Domanda. Desiderare d’essere amati fa parte della vita. Come non desiderare d’essere amati, visto che il progetto prevede una relazione comune come la famiglia?

Venerabile Ghesce Tenzin Tenphel. Non ho mai fatto questi progetti, quindi non ho mai avuto queste aspettative relazionali. Possiamo assimilare queste aspettative nelle relazioni di famiglia e di amicizia, il che consente alle relazioni di continuare, di alimentare la fiducia, sapersi ascoltare, sono relazioni in cui non sono certo io che sono al centro della relazione e l’altro mi deve gratificare. Certo, e’ molto difficile la relazione in cui cade la fiducia e conseguentemente la stima. In un rapporto d’amicizia ed affettivo occorre sempre più investire in queste qualità, in cui si diventa sempre più degni di fiducia. Ad un certo punto, inevitabilmente, la separazione avrà luogo. Qualunque incontro sfocia nella separazione, ogni onorificenza prevede una caduta e cosi via. Non necessariamente si andrà incontro ad una separazione drammatica. Ci sono momenti della nostra vita in cui si crea una sofferenza non direttamente dipendente dal nostro volere. Perciò indirizziamoci verso ciò che e’ salutare, che e’ di avanzamento interiore. Passione, attaccamento ed amore, sono disposizioni della mente e del cuore, dobbiamo stare in guardia che non sia solo desiderio compulsivo. Quando si parla d’amore, allora al centro di questo sentimento c’e l’altro per alleviare la sua sofferenza. Ma sono sentimenti che vanno distinti.

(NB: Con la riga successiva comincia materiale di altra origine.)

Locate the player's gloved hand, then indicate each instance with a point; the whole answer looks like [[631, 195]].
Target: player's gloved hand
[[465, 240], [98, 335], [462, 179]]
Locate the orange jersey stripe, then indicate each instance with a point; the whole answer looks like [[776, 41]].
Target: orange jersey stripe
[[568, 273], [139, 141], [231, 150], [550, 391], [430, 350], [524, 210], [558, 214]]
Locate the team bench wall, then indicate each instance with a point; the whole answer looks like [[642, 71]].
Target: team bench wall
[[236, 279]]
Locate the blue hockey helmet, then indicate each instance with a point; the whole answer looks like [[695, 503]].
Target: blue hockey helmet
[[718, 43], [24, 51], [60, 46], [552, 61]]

Domanda. Se i nostri sentimenti sono negativi e gli altri ci allontanano, come dobbiamo giudicarci? Questo allontanamento e’ utile per la persona ferita?

Venerabile Ghesce Tenzin Tenphel. Quando ci si trova in questi eventi, siamo di fronte ad un evento accaduto, e ne dobbiamo prendere atto. È importante che la propria prospettiva sia realistica rispetto agli eventi della vita e sia positiva. È importante riconoscere la situazione in cui si e’ arrivati: c’e un allontanamento. Di fronte a queste ragioni, il macerarsi perché quella cosa non doveva succedere non serve a nulla, va evitato. Occorre portare attenzione sul tipo di qualità della mente, perché e’ quello che fa la differenza. Perché, pur andando bene, potrebbe succedere una separazione. Allora non serve aggrapparci a quello che ci aspettavamo che fosse. È importante stare con quello che c’e’, momento per momento. Amareggiarsi con quel che non e’ presente, può diventare deleterio, ci deve invece portare ad essere presenti in ciò che c’e. Dobbiamo vivere il momento presente.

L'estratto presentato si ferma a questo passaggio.